Si les premiers pas décisifs de la construction européenne se justifient aisément par l’aspiration à la paix et à la prospérité au lendemain des traumatismes des deux guerres mondiales, ces raisons ont perdu, non de leur pertinence, mais de leur éclat, même si certains pays ne l’oublient pas et ambitionnent de s’en rapprocher pour cela (Serbie, Ukraine, Géorgie, Moldavie,…).
Les raisons en faveur d’une Europe unie peuvent aujourd’hui être avancées selon trois approches, qui se complètent :
L’approche pratique ou l’Europe utile. C’est celle qui permet de travailler, consommer, circuler, investir et s’établir sur un même marché unique et encadré. Celle qui me permet d’avoir le choix d’une vaste gamme de produits dans mes achats. Celle qui permet de manger de tout dans chaque pays de l’Union sans (trop de) craintes sanitaires. De cofinancer une infrastructure publique. De réduire les coûts d’envoi de SMS. La liste d’exemples de bénéfices concrets et quotidiens pourrait encore être très longue. Le détour par le niveau européen de décision se justifie ici pour une meilleure protection du consommateur et des investissements, pour réaliser des économies d’échelle, pour mutualiser des coûts. C’est avant tout le pragmatisme qui guide l’intégration de l’Europe.
L’approche géopolitique ou l’Europe puissance. Assurer ses approvisionnements agricoles et en énergie, faire respecter et diffuser ses normes, surveiller la réciprocité dans ses échanges commerciaux, superviser ses banques systémiques, contenir la fuite de ses cerveaux, lutter contre des menaces extérieures communes (terrorisme, organisations criminelles,...), lutter contre le changement climatique, avoir une démarche cohérente, proactive et constructive dans ses relations avec son voisinage et se défendre sont des défis auxquels aucun État membre ne saurait faire face seul. Ils exigent de rendre l’Union européenne capable de les relever. Ce sont ici des intérêts stratégiques communs qui conduisent à une solide coopération européenne.
L’approche culturelle ou l’Europe référence. Ce qui distingue l’Union européenne d’autres exemples d’intégration régionale ne vient pas seulement du fait qu’elle en soit aujourd’hui la forme la plus poussée. Cela tient d’abord au relèvement de l’ennemi qui la fonde depuis l’origine, à une adhésion de chaque État libre et sans contrainte, au plus grand respect des petits pays, au souci de développer les régions appauvries ou à l’écart, à l’attention envers le continent africain exprimée dès le début.

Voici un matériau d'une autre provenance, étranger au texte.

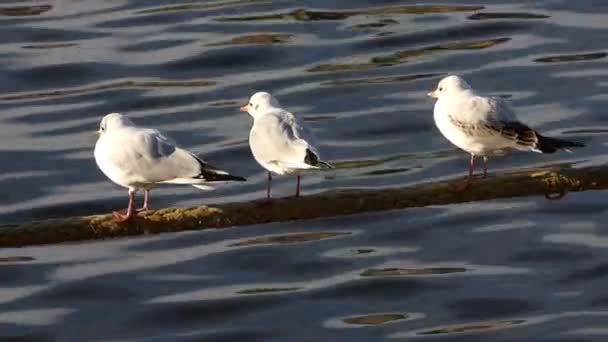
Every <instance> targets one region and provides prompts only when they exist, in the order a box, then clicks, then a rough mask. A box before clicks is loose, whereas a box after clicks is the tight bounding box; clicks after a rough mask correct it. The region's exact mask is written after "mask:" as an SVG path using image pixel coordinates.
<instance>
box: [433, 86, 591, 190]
mask: <svg viewBox="0 0 608 342" xmlns="http://www.w3.org/2000/svg"><path fill="white" fill-rule="evenodd" d="M427 95H428V96H430V97H434V98H436V99H437V102H436V103H435V109H434V117H435V124H436V125H437V128H439V131H440V132H441V133H442V134H443V136H445V137H446V138H447V139H448V140H449V141H450V142H451V143H452V144H454V145H456V146H457V147H459V148H460V149H462V150H465V151H466V152H468V153H469V154H470V155H471V159H470V165H469V176H468V177H467V181H466V182H465V184H464V186H462V187H460V189H461V190H464V189H466V188H467V187H468V186H469V184H470V181H471V177H473V172H474V169H475V157H483V176H484V177H486V174H487V162H488V158H489V157H490V156H492V155H500V154H504V153H506V152H508V151H509V150H518V151H525V152H538V153H554V152H556V151H557V150H566V151H568V152H570V150H569V148H571V147H584V146H585V145H584V144H582V143H579V142H573V141H568V140H562V139H557V138H550V137H547V136H544V135H541V134H540V133H538V132H537V131H536V130H534V129H532V128H530V127H529V126H527V125H526V124H524V123H522V122H521V121H519V119H518V118H517V116H516V115H515V112H514V111H513V110H512V109H511V107H510V106H509V104H508V103H507V102H506V101H505V100H504V99H502V98H500V97H485V96H481V95H478V94H477V93H476V92H475V91H474V90H473V89H472V88H471V86H470V85H469V84H468V83H467V82H466V81H465V80H464V79H463V78H462V77H459V76H456V75H452V76H448V77H446V78H444V79H442V80H441V81H440V82H439V84H438V85H437V89H435V90H434V91H432V92H430V93H428V94H427Z"/></svg>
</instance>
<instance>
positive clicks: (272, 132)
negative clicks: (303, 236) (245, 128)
mask: <svg viewBox="0 0 608 342" xmlns="http://www.w3.org/2000/svg"><path fill="white" fill-rule="evenodd" d="M240 109H241V111H243V112H247V113H249V115H251V117H253V126H252V127H251V131H250V132H249V147H250V148H251V152H252V153H253V157H254V158H255V160H256V161H257V162H258V164H260V166H262V167H263V168H264V169H266V170H267V171H268V183H267V187H266V201H267V202H270V197H271V196H270V193H271V183H272V173H275V174H277V175H290V174H295V175H297V187H296V194H295V197H299V196H300V176H301V174H302V173H303V172H305V171H307V170H315V169H327V168H333V166H332V165H330V164H329V163H327V162H324V161H322V160H321V158H320V156H319V149H318V147H317V146H316V145H315V142H314V140H315V139H314V136H313V134H312V132H311V131H310V130H309V129H308V128H307V127H306V126H304V124H303V122H301V121H299V120H298V119H297V118H296V117H295V116H294V115H293V114H292V113H290V112H288V111H286V110H285V109H283V108H281V105H280V104H279V101H277V99H275V98H274V97H273V96H272V95H270V94H269V93H267V92H257V93H255V94H253V96H251V98H250V99H249V103H248V104H247V105H245V106H242V107H241V108H240Z"/></svg>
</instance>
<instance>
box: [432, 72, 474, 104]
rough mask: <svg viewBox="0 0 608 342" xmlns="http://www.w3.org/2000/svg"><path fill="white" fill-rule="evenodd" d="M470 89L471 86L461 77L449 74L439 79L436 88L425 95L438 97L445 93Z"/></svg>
mask: <svg viewBox="0 0 608 342" xmlns="http://www.w3.org/2000/svg"><path fill="white" fill-rule="evenodd" d="M470 89H471V86H470V85H469V84H468V83H467V82H466V81H465V80H464V79H463V78H462V77H460V76H457V75H451V76H448V77H445V78H443V79H442V80H441V81H439V84H438V85H437V89H435V90H434V91H432V92H430V93H428V94H427V95H428V96H430V97H434V98H436V99H439V98H441V97H444V96H446V95H447V96H449V95H451V94H459V93H461V92H463V91H466V90H470Z"/></svg>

Cela s’exprime également par le refus unanime de la peine de mort, condition pour rejoindre l’Union et qui répond à la primauté de la dignité de toute vie humaine, comme le reconnaît sa Charte des droits fondamentaux. Par rapport à d’autres régions du monde, l’Europe se caractérise aussi par la recherche de concilier dynamisme du marché et justice sociale, par celle aussi de s’unir tout en faisant valoir la richesse de sa diversité. Ces traits dépassent le seul cadre de l’Union européenne et se retrouvent à travers l’ensemble des pays qui en sont membres. Ce sont cette fois des valeurs partagées qui fondent la construction européenne.
Ces trois approches résumant le pourquoi de l’Europe ne reposent pas sur les mêmes ressorts. La première considère l’échelon européen, la deuxième, l’espace, la troisième, l’esprit. La première fonctionne pour le présent, la deuxième prépare l’avenir, la dernière porte les héritages du passé. La première est en chantier avancé, la deuxième prend encore ses marques et la troisième est latente mais le plus souvent s’ignore.
Ces trois raisons de faire l’Europe ne sont pas pour autant exclusives ou séparées l’une de l’autre. L’euro, par exemple, représente à la fois un moyen utile de paiement, un instrument de puissance et une référence identitaire partagée. Les motivations d’unir l’Europe ainsi se nourrissent et se complètent. Une Europe puissante vis-à-vis de l’extérieur a besoin d’une Europe fonctionnant efficacement en interne. Et une Europe puissante sert à faire valoir les valeurs sur lesquelles elle repose et à défendre la paix.